From debacle to back on track
Flashback to this time last year and new rules mandated by the government’s Western Hemisphere Travel Initiative (WHTI). Faced with regulations requiring a passport for anyone entering the U.S. by land or sea, millions of Americans sent in applications prior to their summer travels. The flood of paperwork completely swamped the Passport Office, pushing processing times from a few weeks to three months or more.
That, in turn, led to a flurry of frantic calls to Congressional representatives, desperate dashes to the closest passport agency and a slew of stopgap measures designed to deal with the backlog. In light of the uproar, the government eventually rolled back the requirement to June 1, 2009.
Now it’s a year later and officials are confident that history won’t repeat itself. “We anticipated a bigger rush,” says Steve Royster, spokesman for Consular Affairs, “but when the rule changed, people decided they weren’t in as much of a hurry.” For the record, the government processed 18 million passports last year and expects similar numbers for 2008.
You will, however, pay slightly more this year. Fees for first-time U.S. passports are now $100 for adults (16 and older) and $85 for those 15 and younger. Processing times are “well within” four weeks, says Royster. Visit here for more information.
Meanwhile, the government expects to start producing its first round of passport cards as early as next month. Designed to provide a less-expensive alternative to a traditional passport, the wallet-sized card is targeted primarily to residents of border communities and other travelers who make frequent trips across the border.
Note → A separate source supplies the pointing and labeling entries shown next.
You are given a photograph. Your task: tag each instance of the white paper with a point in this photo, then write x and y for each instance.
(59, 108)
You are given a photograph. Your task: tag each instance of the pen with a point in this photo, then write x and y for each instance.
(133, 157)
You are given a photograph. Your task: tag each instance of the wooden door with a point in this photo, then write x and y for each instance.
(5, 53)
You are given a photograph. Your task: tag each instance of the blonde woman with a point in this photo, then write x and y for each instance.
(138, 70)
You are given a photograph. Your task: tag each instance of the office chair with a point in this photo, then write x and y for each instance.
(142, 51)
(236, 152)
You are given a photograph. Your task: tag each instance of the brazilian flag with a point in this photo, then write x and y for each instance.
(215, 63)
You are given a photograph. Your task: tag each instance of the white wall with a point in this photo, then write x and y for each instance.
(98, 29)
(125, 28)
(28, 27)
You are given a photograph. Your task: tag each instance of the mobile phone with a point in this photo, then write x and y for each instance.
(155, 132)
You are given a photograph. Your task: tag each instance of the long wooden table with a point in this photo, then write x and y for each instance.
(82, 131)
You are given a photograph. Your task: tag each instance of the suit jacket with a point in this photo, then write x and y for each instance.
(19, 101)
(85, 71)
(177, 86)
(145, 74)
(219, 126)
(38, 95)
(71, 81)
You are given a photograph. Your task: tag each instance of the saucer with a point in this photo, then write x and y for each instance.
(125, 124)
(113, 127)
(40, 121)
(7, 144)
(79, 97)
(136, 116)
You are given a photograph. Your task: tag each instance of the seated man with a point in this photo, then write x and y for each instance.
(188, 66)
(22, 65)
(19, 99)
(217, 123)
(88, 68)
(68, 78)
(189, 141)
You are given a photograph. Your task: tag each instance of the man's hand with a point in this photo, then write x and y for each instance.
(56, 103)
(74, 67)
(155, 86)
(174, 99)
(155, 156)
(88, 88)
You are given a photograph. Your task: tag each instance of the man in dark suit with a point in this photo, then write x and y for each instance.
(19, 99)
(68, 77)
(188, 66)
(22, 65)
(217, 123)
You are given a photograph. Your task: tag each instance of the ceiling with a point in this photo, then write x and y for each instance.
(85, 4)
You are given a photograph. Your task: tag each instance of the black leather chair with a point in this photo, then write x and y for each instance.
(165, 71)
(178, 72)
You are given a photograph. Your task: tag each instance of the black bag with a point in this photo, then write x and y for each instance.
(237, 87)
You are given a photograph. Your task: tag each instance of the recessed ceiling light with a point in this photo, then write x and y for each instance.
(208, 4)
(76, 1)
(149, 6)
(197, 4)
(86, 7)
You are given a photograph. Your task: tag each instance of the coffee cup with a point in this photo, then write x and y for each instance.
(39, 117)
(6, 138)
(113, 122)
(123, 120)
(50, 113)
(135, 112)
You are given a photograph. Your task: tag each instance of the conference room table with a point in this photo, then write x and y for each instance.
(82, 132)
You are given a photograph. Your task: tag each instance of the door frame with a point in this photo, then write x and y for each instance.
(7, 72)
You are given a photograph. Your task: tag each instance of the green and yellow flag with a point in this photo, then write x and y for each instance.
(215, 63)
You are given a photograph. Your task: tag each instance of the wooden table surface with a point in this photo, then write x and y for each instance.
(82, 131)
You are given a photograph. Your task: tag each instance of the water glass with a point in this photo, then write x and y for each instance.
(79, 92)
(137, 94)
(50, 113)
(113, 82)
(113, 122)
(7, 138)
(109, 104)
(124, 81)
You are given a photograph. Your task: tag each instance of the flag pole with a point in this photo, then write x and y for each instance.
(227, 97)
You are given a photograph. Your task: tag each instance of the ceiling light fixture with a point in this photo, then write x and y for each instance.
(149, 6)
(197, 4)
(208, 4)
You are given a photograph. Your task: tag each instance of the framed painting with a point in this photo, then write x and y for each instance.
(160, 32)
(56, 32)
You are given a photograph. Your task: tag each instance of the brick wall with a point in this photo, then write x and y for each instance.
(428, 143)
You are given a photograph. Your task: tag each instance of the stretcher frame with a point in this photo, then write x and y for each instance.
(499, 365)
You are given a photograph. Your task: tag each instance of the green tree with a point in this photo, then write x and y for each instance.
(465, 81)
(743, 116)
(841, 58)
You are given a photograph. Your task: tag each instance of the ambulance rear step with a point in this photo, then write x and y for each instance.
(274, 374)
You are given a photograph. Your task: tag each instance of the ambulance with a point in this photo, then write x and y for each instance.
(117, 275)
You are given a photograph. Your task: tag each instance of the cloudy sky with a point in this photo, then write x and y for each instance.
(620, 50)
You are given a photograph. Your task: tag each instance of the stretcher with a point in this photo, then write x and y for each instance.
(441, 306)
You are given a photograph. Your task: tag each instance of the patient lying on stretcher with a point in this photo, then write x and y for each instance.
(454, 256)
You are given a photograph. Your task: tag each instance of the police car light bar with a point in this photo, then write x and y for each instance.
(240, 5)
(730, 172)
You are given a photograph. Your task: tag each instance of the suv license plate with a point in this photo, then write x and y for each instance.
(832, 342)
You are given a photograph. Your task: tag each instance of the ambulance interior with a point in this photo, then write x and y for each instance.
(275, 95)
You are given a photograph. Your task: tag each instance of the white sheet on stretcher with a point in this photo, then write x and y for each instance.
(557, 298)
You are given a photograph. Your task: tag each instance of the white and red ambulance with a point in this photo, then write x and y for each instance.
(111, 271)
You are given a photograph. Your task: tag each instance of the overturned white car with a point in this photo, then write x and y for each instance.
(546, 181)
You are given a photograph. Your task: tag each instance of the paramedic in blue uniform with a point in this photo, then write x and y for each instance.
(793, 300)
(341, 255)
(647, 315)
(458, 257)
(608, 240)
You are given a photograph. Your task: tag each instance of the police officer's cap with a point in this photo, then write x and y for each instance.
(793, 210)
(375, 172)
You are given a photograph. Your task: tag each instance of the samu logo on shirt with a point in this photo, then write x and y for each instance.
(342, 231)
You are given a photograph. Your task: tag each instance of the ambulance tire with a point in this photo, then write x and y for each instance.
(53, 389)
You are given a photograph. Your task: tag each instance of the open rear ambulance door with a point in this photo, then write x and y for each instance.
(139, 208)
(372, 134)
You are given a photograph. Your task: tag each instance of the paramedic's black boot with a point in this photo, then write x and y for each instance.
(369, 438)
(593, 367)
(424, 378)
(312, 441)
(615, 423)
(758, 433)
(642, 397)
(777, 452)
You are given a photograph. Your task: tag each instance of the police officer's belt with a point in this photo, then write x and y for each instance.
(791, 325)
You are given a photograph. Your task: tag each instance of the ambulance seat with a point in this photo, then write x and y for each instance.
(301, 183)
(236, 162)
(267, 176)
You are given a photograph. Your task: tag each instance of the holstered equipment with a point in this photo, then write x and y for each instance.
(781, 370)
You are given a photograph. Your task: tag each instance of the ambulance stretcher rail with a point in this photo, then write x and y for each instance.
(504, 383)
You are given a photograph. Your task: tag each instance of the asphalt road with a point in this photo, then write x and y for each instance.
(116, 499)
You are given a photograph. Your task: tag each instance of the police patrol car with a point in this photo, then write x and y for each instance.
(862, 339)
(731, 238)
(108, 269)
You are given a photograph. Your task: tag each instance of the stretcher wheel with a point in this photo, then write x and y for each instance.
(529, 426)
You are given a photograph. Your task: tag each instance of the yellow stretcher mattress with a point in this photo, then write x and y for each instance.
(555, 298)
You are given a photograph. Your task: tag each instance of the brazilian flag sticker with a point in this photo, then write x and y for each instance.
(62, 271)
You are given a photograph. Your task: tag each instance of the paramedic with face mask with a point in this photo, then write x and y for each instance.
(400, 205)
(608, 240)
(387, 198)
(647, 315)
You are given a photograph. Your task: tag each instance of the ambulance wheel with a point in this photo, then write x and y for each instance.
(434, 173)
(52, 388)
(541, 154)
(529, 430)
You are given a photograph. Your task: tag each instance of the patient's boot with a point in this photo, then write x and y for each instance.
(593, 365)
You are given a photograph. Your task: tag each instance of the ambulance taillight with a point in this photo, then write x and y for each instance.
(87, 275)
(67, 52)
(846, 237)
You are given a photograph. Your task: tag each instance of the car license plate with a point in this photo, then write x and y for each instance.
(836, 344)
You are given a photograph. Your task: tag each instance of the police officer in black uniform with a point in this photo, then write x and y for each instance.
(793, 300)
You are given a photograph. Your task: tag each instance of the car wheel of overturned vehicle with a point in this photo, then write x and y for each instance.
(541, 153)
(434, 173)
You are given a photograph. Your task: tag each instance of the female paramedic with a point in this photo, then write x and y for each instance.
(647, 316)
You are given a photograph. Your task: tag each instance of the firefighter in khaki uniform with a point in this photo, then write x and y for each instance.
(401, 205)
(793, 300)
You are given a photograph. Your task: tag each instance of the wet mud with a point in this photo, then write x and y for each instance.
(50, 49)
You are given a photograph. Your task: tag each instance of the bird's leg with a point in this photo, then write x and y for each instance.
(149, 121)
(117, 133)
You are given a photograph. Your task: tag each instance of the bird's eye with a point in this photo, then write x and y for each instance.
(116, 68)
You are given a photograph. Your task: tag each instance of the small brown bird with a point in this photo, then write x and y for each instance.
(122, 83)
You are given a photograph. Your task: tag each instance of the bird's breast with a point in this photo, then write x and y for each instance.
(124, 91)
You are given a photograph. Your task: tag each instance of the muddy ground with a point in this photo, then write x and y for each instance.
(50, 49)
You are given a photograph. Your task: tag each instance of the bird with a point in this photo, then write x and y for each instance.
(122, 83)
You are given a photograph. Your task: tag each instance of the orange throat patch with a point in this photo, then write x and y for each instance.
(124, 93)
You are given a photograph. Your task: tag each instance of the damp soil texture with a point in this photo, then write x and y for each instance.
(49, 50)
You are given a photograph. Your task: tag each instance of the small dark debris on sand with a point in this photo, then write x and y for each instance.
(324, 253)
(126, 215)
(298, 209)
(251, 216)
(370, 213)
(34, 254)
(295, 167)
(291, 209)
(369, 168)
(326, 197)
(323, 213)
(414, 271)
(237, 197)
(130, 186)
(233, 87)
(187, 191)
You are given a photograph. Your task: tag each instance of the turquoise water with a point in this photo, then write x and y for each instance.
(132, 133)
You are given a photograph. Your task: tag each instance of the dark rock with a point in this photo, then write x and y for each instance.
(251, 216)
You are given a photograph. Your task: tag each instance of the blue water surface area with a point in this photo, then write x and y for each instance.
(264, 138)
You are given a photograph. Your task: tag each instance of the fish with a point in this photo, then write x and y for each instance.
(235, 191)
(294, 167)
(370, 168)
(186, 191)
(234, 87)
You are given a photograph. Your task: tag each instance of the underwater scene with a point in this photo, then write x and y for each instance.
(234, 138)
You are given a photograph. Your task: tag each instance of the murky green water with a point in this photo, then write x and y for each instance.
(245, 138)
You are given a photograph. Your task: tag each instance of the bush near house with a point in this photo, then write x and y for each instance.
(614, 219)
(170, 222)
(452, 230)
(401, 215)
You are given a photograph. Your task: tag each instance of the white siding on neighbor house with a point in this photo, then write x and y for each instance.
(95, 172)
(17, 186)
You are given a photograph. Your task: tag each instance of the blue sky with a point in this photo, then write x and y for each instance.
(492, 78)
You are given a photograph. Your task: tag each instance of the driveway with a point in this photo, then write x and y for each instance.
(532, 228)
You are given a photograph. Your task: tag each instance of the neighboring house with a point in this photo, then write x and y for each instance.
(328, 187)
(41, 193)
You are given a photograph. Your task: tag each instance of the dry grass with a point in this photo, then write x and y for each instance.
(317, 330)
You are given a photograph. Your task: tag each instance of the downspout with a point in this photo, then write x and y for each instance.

The card, which uses radio frequency identification (RFID) technology to facilitate wireless reading, is valid only for crossings by land or sea (not by air) between the U.S. and Canada, Mexico, Bermuda and the Caribbean. It will cost $45 for first-time adult applicants, $35 for children 15 and younger and $20 for current passport holders seeking new documents. The government has already received more than 200,000 applications and expects to be in full production by July.
Have driver’s license, will travel?
While the passport card offers a cheaper alternative to a full passport, it’s not the only option, at least for residents in states developing Enhanced Driver’s License (EDL) programs. Serving as both a driver’s license and proof of citizenship, these wallet-sized cards will also feature an RFID chip and be valid for land and sea crossings, but not air travel.
Currently, Washington is the only state issuing enhanced licenses. According to Gigi Zenk, spokeswoman for the Department of Licensing, the state has issued 14,000 since February and has another 30,000 appointments on the books. (Applicants must apply in person and provide proof of state residency and U.S. citizenship to qualify for the card.) The fee is $40, compared to $25 for a standard license.
Other states are also moving forward. New York hopes to have its version available by the end of this summer ($80 vs. $50 for a standard license); Arizona, by this fall (fees not yet established), and Vermont, by February 2009 ($65 vs. $40). “The idea has been very favorably received,” says John Zicconi, spokesman for Vermont’s Agency of Transportation. “It’s less expensive [than a passport], and it’s easier because people can just go to the DMV.”
Closed-loop cruises: loophole or just plain loopy?
Passports, passport cards, enhanced driver’s licenses — seems like there’s a WHTI-compliant document for every scenario and situation. And with the June 2009 deadline one year away, there’s no excuse not to get with the program and get appropriate ID.
Well, actually, there is one. When the final rules were published last month, they included a clause that exempted U.S. citizens on so-called “closed-loop” cruises that start and end in the same U.S. port. In other words, if you sail from Miami to the Caribbean and return to Miami, you’ll still only need appropriate photo ID (e.g., a driver’s license) and a copy of your birth certificate — even after the new regs take effect.
Needless to say, that’s not recommended. Many cruise lines all but insist on passports for international cruises regardless of itinerary; the exemption doesn’t apply to non-loop cruises (e.g., Miami–Puerto Rico), and if you have to fly home for an emergency, carrying anything other than a passport is just asking for additional screening.
That’s no way to end a vacation, so you might as well go ahead and apply for the document that works for you. A year from now, when others are scrambling to get theirs, you’ll be glad you did.